The move comes in response to the shrinking universe of investment opportunities in unlisted debt securities due to recent amendments to the Sebi Listing Obligations and Disclosure Requirements (LODR) Regulations.
According to the LODR amendments, listed entities are required to list all non-convertible debt (NCD) securities on the stock exchange. This has inadvertently resulted in a reduction in the availability of unlisted debt securities for AIFs.
Category II AIFs are required to invest primarily in unlisted securities, with at least 50 per cent of their investible fund in unlisted securities. However, with the shrinking universe of unlisted debt securities, Sebi has proposed to relax this norm to allow Category II AIFs to invest in listed debt securities with a credit rating of 'A' or below.

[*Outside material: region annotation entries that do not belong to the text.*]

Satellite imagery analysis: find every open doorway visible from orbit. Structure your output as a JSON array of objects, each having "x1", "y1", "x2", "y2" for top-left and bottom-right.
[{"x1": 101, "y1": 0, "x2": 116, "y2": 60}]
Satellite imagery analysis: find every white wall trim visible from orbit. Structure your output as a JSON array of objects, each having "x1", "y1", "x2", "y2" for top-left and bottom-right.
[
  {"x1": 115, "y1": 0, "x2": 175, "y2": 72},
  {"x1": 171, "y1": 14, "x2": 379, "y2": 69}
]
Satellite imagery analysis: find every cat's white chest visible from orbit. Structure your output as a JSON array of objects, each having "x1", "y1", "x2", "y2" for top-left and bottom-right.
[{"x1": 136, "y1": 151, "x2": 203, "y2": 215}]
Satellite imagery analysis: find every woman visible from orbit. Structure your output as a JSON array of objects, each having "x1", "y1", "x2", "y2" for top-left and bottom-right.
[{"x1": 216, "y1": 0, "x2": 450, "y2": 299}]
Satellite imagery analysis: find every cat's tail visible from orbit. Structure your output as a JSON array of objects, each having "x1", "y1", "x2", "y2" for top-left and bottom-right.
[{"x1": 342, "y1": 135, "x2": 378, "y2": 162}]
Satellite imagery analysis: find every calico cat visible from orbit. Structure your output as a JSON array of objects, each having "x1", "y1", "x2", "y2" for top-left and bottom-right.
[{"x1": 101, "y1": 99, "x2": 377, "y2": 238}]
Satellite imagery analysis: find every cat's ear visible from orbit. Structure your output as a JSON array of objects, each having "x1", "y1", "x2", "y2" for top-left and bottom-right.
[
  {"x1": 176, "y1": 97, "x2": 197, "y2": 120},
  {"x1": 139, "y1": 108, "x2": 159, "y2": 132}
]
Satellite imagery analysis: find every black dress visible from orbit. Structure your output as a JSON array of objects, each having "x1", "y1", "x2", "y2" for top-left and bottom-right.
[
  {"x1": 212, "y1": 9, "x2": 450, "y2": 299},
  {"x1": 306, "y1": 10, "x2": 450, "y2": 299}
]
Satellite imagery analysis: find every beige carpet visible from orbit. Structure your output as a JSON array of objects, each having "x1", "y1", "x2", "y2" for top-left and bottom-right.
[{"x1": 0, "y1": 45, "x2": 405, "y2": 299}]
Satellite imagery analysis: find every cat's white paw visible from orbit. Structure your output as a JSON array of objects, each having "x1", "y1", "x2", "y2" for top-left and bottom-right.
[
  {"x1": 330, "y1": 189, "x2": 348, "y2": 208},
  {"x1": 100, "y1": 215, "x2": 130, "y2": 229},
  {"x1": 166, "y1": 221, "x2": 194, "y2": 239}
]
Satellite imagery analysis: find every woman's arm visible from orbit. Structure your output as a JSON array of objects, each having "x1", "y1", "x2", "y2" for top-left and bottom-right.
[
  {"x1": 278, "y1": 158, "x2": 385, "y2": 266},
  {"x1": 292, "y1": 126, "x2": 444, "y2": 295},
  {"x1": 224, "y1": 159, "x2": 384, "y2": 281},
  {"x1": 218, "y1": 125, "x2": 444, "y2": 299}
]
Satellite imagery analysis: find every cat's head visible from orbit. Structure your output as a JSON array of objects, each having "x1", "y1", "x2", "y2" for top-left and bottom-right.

By allowing investments in lower-credit paper, the regulatory framework will provide AIFs greater flexibility and diversification opportunities and also align with the high-risk appetite.
The Sebi Alternative Investment Policy Advisory Committee (AIPAC) has recommended that Sebi consider exploring a parameter based on privately-placed listed debt securities. However, Sebi has decided not to pursue this option as it does not align with the role of Category II AIFs.
According to Sebi paper, there are 192 Category II AIF schemes that have invested more than 50 per cent of their investment in unlisted debt securities.